As he loosened his muscle strings and let his nerves relax, his jaw crashes onto the concrete as he fall effortlessly like a felled mighty three trunk. Fighting hard to get to his feet, he right arm buried under his mass. It hurt like it had been crushed by an elephant. Growling in excruciating pain, he clamps his jaws and pushed himself to his back, facing the sky.

Mma stood over him looking down with a smile. Nothing felt better. Her head cast a shadow on his face as the sun rapidly moves behind her head, as darkness crept in. She gently placed her right palm to his chest and with a big grin started tapping his chest in threes calling his name.

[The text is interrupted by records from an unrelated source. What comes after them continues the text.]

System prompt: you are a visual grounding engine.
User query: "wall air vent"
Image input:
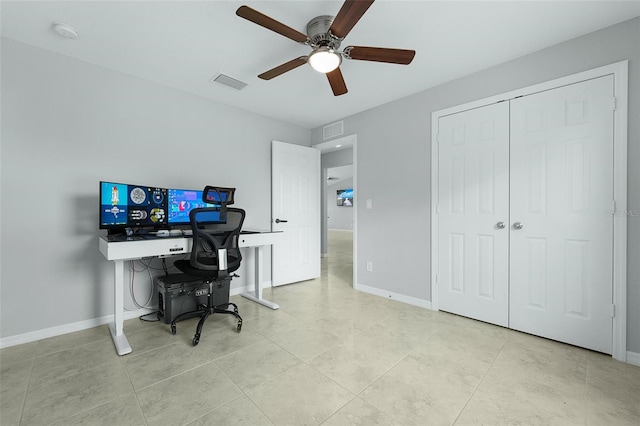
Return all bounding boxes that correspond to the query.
[209,73,247,90]
[322,121,344,140]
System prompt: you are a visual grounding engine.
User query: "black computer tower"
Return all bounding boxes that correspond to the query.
[156,274,231,324]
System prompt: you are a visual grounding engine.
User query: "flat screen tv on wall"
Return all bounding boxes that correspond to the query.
[337,188,353,207]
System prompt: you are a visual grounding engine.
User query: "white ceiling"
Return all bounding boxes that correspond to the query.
[0,0,640,128]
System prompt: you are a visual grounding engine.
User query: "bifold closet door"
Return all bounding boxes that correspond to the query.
[437,102,509,326]
[509,76,613,353]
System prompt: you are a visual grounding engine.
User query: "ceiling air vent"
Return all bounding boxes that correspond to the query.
[322,121,344,140]
[209,73,247,90]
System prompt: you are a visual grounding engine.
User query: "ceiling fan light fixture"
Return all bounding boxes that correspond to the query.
[308,46,342,74]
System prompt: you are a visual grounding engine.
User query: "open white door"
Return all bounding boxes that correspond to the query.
[271,141,320,286]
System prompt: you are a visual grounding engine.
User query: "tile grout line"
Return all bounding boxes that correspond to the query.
[451,335,511,425]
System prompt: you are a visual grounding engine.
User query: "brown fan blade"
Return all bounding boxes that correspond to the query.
[258,56,307,80]
[327,68,348,96]
[344,46,416,65]
[236,6,309,43]
[329,0,374,38]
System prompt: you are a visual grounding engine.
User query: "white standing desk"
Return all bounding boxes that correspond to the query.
[99,231,282,355]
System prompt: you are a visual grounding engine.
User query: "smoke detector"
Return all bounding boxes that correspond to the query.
[53,22,78,40]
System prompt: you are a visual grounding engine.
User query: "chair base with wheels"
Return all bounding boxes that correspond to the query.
[171,193,245,346]
[171,281,242,346]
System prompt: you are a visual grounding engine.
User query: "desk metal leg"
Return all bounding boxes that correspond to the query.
[241,246,280,309]
[109,260,131,355]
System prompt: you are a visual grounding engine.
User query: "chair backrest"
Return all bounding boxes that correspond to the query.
[189,207,245,276]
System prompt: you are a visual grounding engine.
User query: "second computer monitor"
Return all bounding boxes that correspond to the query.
[167,188,225,226]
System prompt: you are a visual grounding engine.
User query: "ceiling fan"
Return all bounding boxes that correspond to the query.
[236,0,416,96]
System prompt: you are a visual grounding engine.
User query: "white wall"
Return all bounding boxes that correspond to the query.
[327,178,357,231]
[0,38,310,337]
[312,18,640,352]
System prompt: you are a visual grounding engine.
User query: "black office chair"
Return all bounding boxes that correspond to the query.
[171,206,245,346]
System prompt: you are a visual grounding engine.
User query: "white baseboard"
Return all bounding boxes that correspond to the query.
[353,284,431,309]
[0,307,157,348]
[627,352,640,367]
[0,281,271,349]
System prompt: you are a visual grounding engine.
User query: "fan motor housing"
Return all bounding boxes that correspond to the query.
[307,15,341,50]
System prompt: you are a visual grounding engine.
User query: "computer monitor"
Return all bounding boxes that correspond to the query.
[100,181,167,230]
[167,188,226,227]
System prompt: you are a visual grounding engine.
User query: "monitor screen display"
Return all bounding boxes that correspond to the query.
[167,188,225,225]
[100,182,167,229]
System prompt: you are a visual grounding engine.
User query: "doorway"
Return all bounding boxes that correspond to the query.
[314,135,358,287]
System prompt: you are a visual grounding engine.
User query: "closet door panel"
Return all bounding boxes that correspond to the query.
[509,76,613,353]
[438,102,509,326]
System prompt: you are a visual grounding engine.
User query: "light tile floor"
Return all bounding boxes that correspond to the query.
[0,231,640,426]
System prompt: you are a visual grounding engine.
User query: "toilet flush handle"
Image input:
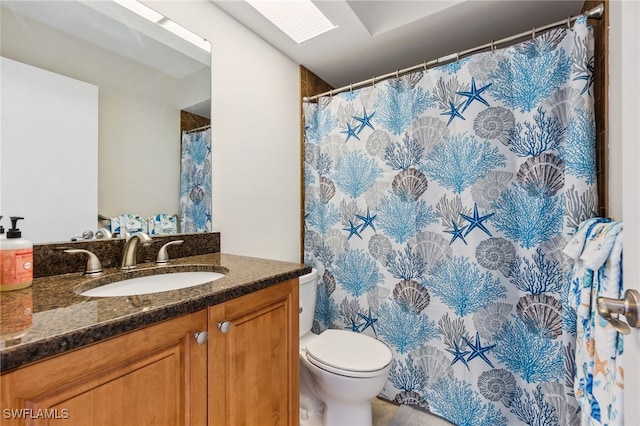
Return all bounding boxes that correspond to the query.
[218,321,231,334]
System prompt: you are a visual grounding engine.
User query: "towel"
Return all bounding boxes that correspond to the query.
[148,213,178,235]
[564,218,624,425]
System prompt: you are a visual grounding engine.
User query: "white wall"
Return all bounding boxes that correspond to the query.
[609,0,640,425]
[144,0,300,262]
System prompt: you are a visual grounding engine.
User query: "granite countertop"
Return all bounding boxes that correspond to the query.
[0,253,311,373]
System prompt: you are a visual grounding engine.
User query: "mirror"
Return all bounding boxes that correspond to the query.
[0,0,211,243]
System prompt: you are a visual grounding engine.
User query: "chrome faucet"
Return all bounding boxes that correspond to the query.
[118,232,153,270]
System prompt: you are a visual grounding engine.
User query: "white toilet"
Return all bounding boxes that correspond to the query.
[300,269,392,426]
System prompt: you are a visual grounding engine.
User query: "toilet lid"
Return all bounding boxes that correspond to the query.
[306,330,392,372]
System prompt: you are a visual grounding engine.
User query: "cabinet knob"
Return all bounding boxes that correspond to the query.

Tap Tap Tap, ‘Aku’, tap tap tap, ‘Aku’ she called

“Hummm what!, ogini ogini!” He slowly replied, puzzled. His vision was blurry again so he couldn’t see her face. Darkness shaded in and Mma’s figure slowly and continually gets swallowed and vomited by the light behind her. Her voice went from faint to a loud overly more familiar voice which was escorted by the noisy scuffle of hurrying feet, water splashes and moving objects. His head pounding painfully and his lungs ached.  He closes his eyes tightly and reopens it, hoping to get rid of the illusion.
A harsh light beam to his face harassed his eyes as he reopened it. The tapping on his chest had seized, his body felt like it was it had been dragged out from under a car’s wreckage.
 A splash of water to his face trickled down his nostrils and caused a sneeze. He springs to his buttocks and crawls backwards on it with his hand and heels until his back hit an object behind it. His eye lids slid wide open, fear, confusion and terror eclipsing him mind. Everything was in gray scale. Two human silhouettes swung from left to right periodically cutting through each other in the middle. He shot his eye and pressured his thumb and index finger across both eyes before reopening as if to drive the nightmare away. The blur starts to fade and his vision starts to focus in. The twin shadows merge in the middle forming a ladylike figure walking towards him. He curls into himself terrified.
“You fell off the bed," Ije said as she helps her frail looking and terrified brother up to his feet. He shoves her off with his elbow. His eyes remains still, steered at nothing in particular. “We have been trying to wake you up for a while now.” She continued.  He turned his unfocused gaze to her.
“Ije?” he said softly, “is that you?” he said sounding like his grandpa on his sickbed.
“Lazy boy it is time for church, mum and dad are on their way their already”, she said, turning around and walking out through the dangling zinc door of the main entrance.
He has been dreaming.


The morning was cold and even the sun was still in bed. Akubuike sat on the old scruffy back seat of an old Peugeot 504 saloon car which served him as his bed. He is dirt poor. He is motionless and lost in thought. The only sign of life in the room are the sound of mice nibbling on something in the corner of the small room, and the cold breeze which played with his slacked shabby white singlet with a dusty brown map of his chest from the fall. A Gale of thought hovers through his mind.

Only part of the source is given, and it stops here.